Manchmal glauben Kinder sie seien Schuld an der Trennung der Eltern. Beugen Sie diesem Zustand vor und nehmen Sie den Kindern diese Befürchtung. Machen Sie ihnen klar, dass sie keinen Einfluss auf Ihre Entscheidung hatten.

Bedeuten Sie dem Kind wie wichtig es im Leben von Ihnen und Ihrem Partner ist und vermitteln Sie ihm seine Priorität. Für das Kind ist es wichtig die Botschaft zu hören: "Mama und Papa lieben dich (euch) nach wie vor und sind für euch da." Dies ist bisweilen eine große emotionale Herausforderung für die Eltern, da sie dem getrennten Partner immer wieder begegnen.

Psychosoziale Herausforderung an die Kleinfamilie

kind mit teddybaer auf terasse

Eltern sein ist in der heutigen Familiensituation eine so große Herausforderung als würde man mit zwei Geschäftsführern, die oft unterschiedliche Vorgehensweisen vertreten, einen Konzern leiten wollen.
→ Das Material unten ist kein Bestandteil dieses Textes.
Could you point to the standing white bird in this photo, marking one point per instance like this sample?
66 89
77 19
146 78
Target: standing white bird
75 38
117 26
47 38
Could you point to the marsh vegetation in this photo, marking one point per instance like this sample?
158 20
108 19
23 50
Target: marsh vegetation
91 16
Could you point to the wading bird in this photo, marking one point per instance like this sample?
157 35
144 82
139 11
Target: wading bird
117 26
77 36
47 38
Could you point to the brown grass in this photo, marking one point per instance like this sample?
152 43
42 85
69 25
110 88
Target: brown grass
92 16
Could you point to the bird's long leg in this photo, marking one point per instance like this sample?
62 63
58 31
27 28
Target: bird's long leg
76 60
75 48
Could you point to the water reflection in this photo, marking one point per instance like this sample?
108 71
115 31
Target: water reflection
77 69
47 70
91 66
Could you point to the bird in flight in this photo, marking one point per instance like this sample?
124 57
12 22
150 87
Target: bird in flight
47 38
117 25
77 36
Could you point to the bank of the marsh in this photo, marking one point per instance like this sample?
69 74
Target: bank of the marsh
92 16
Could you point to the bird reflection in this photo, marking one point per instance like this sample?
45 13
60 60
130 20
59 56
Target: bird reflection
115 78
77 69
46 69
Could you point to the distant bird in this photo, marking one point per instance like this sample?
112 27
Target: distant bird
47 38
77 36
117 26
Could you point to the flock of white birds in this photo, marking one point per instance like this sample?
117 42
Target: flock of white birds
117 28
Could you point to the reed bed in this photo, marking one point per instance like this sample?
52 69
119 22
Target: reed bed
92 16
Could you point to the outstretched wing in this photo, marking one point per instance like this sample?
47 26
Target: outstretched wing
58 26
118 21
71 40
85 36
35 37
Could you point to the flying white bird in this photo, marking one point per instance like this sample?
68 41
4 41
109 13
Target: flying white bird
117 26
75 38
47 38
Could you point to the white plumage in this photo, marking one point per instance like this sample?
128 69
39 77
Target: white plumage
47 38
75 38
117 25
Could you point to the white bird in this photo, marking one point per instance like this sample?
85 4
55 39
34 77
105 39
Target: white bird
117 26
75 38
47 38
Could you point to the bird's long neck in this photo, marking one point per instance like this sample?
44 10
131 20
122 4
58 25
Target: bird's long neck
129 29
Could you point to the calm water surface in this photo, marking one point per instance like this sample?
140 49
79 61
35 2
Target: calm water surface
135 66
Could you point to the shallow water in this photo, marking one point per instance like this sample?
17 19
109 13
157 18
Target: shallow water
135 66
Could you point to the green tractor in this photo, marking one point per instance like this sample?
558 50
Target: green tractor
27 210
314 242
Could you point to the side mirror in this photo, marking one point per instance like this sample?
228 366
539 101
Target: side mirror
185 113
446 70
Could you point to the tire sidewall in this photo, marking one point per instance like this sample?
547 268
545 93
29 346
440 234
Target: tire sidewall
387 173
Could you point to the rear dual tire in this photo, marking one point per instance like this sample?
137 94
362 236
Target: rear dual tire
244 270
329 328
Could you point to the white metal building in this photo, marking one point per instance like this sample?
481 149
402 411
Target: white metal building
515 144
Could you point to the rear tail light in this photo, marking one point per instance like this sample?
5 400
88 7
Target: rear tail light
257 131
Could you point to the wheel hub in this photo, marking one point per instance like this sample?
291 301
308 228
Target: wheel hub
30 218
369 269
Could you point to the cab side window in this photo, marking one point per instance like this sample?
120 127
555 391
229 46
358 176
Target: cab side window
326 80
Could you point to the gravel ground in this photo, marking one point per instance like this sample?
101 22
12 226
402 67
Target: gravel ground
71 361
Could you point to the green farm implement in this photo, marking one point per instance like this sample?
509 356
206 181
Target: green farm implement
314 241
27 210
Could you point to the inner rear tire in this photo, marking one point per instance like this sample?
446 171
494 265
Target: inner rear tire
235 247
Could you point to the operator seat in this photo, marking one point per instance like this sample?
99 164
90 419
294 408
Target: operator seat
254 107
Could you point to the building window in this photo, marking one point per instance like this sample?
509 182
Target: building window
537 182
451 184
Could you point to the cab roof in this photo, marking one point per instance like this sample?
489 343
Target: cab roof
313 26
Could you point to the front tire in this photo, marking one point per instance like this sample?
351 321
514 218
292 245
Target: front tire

Noch vor einigen Jahrzehnten lebten Menschen in Großfamilien, die viele Aufgaben des Paares mit getragen haben. Meist sind heute die Menschen in kleineren sozialen Strukturen zuhause. Großeltern übernehmen manchmal einen Part im Leben der Kids. Diese sollten darauf achten sich nicht übergriffig zu verhalten und Absprachen mit den Eltern zu treffen, um die Kinder entsprechend zu fördern. Das Sagen obliegt den sorgerechtstragenden Eltern oder dem Elternteil. Als Großeltern, Tante, Onkel usw. sollten Sie sich zurückhalten mit Bemerkungen über das Verhalten oder die Person des nichtverwandten Elternteils. Denn auch das schwächt die Kinder in ihrer Integrität und verunsichert sie. Stärken Sie die Kinder und geben Sie ihnen einen Schutzraum, indem sie <sie selbst sein> können.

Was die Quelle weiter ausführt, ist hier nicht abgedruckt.